Em minha coleção de códigos de conduta, tenho especial apreço por um deles: tem apenas seis páginas de 15 por 21 centímetros e foi distribuído pelo Instituto Federal de Tecnologia de Zurique (ETH Eidgenössische Technische Hochschule Zürich), uma das cinco maiores universidades da Europa. Todas as recomendações que faz giram em torno da palavra respeito e tem trechos tão curiosos quanto “rir é recomendado, desde que respeitosamente”, “defender suas ideias é recomendado, desde que respeitosamente”, “flertar é permitido, desde que respeitosamente”, “discordar é permitido, desde que respeitosamente”. Ou seja, todos têm ampla liberdade para agir, desde que com respeito. A palavra ética não aparece sequer uma vez — nem é necessária. O objetivo me parece claro: construir uma “cultura ética” em torno do princípio ético fundamental do respeito.

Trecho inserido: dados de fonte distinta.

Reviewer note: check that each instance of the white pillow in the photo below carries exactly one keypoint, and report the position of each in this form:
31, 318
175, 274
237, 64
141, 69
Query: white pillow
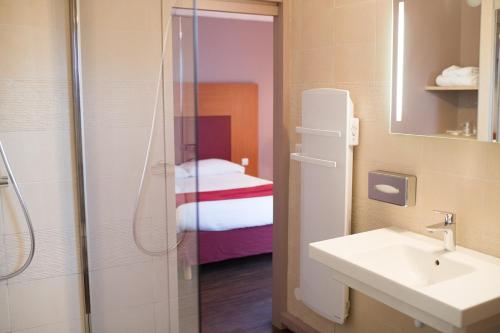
212, 166
181, 173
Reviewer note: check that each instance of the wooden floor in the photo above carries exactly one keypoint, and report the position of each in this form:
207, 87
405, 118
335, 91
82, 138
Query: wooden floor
236, 296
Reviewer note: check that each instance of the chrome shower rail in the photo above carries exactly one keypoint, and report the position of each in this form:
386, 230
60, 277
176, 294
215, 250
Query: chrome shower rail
4, 181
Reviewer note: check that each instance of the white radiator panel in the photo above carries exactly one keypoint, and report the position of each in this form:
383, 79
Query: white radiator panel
328, 130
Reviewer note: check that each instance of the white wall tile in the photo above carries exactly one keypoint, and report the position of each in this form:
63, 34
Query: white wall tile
55, 254
72, 326
39, 156
121, 287
111, 244
51, 205
138, 319
43, 302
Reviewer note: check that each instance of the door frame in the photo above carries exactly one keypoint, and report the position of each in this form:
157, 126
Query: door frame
281, 10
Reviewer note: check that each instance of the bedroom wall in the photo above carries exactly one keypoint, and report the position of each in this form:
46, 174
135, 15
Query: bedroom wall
242, 51
346, 44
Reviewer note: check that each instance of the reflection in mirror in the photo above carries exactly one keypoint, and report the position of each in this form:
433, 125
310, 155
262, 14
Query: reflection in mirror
436, 68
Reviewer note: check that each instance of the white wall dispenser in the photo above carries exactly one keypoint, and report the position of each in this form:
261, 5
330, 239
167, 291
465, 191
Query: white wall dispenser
329, 132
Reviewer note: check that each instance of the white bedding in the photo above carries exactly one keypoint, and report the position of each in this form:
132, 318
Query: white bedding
224, 214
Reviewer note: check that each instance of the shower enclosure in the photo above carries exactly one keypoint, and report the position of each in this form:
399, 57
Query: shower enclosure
91, 94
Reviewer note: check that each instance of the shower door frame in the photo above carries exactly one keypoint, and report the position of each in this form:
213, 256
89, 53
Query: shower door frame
79, 144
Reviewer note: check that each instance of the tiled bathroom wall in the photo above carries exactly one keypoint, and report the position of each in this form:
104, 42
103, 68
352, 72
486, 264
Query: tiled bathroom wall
346, 44
35, 128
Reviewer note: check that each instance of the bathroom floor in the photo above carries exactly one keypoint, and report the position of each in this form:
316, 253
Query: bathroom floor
236, 295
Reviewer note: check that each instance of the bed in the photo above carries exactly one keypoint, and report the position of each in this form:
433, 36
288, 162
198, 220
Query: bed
235, 215
235, 207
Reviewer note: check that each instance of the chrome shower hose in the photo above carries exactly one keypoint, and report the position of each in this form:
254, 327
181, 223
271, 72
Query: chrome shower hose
26, 217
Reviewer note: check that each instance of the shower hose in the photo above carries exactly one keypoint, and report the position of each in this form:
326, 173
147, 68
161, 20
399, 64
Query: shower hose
150, 141
10, 176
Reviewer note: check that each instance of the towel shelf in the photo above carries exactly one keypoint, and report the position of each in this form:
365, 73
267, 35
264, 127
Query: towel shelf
451, 88
311, 160
314, 131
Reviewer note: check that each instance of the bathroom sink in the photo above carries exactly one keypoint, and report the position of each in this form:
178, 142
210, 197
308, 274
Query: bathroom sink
455, 292
412, 266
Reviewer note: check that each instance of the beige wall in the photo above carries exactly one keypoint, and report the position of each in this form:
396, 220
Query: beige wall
346, 44
35, 129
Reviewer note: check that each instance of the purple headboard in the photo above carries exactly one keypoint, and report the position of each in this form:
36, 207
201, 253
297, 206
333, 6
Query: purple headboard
214, 138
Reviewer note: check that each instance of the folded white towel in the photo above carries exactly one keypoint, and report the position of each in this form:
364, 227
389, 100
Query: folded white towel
460, 71
452, 81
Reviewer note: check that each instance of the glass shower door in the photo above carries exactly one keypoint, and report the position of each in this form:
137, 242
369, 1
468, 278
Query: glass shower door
138, 102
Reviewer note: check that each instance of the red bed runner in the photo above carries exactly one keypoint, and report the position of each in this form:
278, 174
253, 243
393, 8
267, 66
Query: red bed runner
211, 246
236, 193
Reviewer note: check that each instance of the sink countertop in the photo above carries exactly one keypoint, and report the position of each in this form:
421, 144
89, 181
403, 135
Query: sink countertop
373, 258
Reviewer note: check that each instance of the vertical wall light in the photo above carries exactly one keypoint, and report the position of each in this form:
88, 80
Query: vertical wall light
400, 61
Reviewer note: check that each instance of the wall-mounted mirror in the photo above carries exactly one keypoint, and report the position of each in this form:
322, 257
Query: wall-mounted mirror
445, 58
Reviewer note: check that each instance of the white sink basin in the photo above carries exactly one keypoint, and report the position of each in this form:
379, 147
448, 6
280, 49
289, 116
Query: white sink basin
453, 292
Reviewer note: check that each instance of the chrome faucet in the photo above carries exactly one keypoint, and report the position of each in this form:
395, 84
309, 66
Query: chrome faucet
448, 228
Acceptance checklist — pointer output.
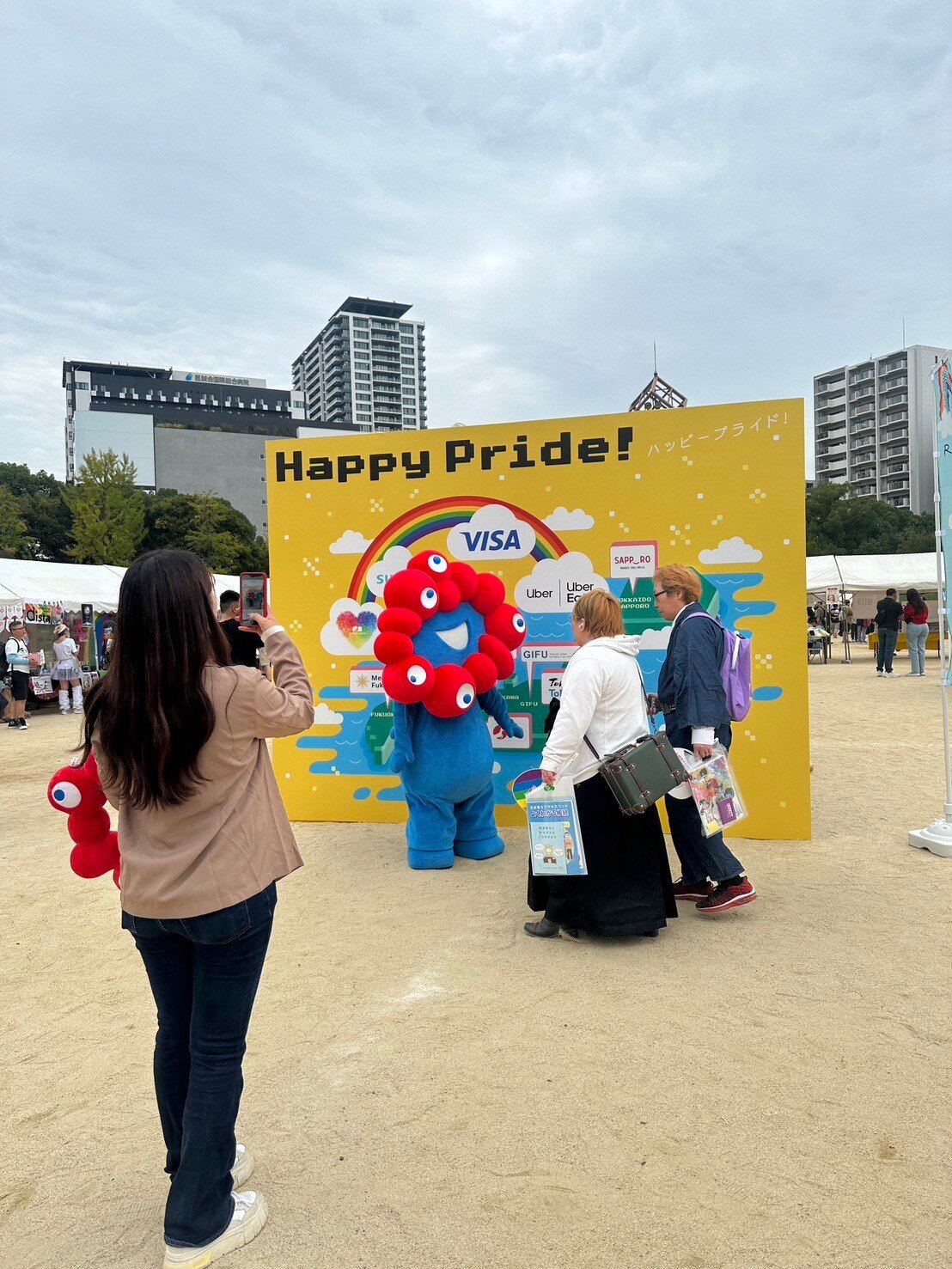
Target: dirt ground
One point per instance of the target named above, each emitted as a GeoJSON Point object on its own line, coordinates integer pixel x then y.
{"type": "Point", "coordinates": [425, 1087]}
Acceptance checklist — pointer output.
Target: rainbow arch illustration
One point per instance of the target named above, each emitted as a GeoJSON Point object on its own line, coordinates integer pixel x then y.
{"type": "Point", "coordinates": [444, 513]}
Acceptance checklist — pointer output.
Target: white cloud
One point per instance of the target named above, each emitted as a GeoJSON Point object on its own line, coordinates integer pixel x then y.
{"type": "Point", "coordinates": [654, 640]}
{"type": "Point", "coordinates": [351, 542]}
{"type": "Point", "coordinates": [563, 521]}
{"type": "Point", "coordinates": [553, 585]}
{"type": "Point", "coordinates": [544, 155]}
{"type": "Point", "coordinates": [731, 551]}
{"type": "Point", "coordinates": [380, 572]}
{"type": "Point", "coordinates": [351, 630]}
{"type": "Point", "coordinates": [492, 534]}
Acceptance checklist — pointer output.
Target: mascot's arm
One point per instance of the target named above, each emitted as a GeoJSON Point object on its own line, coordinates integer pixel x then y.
{"type": "Point", "coordinates": [403, 737]}
{"type": "Point", "coordinates": [494, 705]}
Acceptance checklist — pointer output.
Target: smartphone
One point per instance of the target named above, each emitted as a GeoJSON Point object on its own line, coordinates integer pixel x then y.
{"type": "Point", "coordinates": [253, 589]}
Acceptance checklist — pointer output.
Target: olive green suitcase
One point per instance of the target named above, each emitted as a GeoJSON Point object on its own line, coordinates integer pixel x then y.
{"type": "Point", "coordinates": [640, 774]}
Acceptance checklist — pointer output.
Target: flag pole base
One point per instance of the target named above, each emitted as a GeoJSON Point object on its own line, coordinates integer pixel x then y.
{"type": "Point", "coordinates": [937, 838]}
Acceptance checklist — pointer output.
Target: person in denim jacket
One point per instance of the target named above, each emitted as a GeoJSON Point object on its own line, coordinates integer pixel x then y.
{"type": "Point", "coordinates": [692, 699]}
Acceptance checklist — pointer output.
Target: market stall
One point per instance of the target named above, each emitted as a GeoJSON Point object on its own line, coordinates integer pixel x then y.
{"type": "Point", "coordinates": [82, 595]}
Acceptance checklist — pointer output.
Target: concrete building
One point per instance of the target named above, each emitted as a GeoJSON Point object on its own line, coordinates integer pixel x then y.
{"type": "Point", "coordinates": [184, 430]}
{"type": "Point", "coordinates": [366, 371]}
{"type": "Point", "coordinates": [875, 425]}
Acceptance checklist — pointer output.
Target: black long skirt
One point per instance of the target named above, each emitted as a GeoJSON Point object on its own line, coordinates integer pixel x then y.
{"type": "Point", "coordinates": [629, 886]}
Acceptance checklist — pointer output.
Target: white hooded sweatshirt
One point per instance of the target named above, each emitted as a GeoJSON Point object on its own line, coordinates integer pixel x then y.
{"type": "Point", "coordinates": [603, 699]}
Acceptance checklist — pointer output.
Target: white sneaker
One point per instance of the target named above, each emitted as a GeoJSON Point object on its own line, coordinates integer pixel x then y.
{"type": "Point", "coordinates": [242, 1167]}
{"type": "Point", "coordinates": [247, 1223]}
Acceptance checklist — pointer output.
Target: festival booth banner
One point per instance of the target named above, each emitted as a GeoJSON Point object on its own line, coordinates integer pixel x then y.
{"type": "Point", "coordinates": [556, 508]}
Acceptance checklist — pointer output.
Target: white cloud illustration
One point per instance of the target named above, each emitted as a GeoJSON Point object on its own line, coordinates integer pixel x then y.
{"type": "Point", "coordinates": [380, 572]}
{"type": "Point", "coordinates": [553, 585]}
{"type": "Point", "coordinates": [351, 628]}
{"type": "Point", "coordinates": [351, 542]}
{"type": "Point", "coordinates": [653, 640]}
{"type": "Point", "coordinates": [731, 551]}
{"type": "Point", "coordinates": [491, 534]}
{"type": "Point", "coordinates": [563, 521]}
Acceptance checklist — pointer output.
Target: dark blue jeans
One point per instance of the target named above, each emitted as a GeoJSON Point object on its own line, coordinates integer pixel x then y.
{"type": "Point", "coordinates": [699, 857]}
{"type": "Point", "coordinates": [204, 973]}
{"type": "Point", "coordinates": [885, 649]}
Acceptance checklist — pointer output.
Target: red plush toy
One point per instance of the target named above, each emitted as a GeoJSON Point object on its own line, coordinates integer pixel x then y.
{"type": "Point", "coordinates": [77, 792]}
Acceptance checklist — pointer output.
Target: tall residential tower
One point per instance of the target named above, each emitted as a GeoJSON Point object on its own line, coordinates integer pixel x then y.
{"type": "Point", "coordinates": [366, 371]}
{"type": "Point", "coordinates": [874, 427]}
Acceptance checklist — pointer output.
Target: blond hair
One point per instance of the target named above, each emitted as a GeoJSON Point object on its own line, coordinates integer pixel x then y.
{"type": "Point", "coordinates": [675, 577]}
{"type": "Point", "coordinates": [601, 612]}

Antes de existir a impressora criada por Gutenberg no século 15, as Escrituras Sagradas eram copiadas a mão por um grupo de especialistas conhecidos como escribas. Eles as transcreviam, página por página, às vezes convertendo as iluminuras (iniciais de página ou parágrafo) em admiráveis obras de arte. Suas canetas eram as penas de ganso, as Montblanc da Idade Média. Um detalhe impressionante dessa tarefa era que a cada vez que encontrava a palavra “Deus” (“Adonai”), o escriba descartava a pena usada e passava a usar uma nova.  Não se devia escrever Deus com uma pena usada, uma impressionante demonstração de respeito. Hoje a palavra Deus é interjeição de uso muito frequente: “Deus me livre!”, “se Deus quiser!” (há também “nossa, que absurdo!, falando de Nossa Senhora). Onde foi parar o respeito? Nem o tinhoso ficou de fora:  “que diabo de história é essa?”.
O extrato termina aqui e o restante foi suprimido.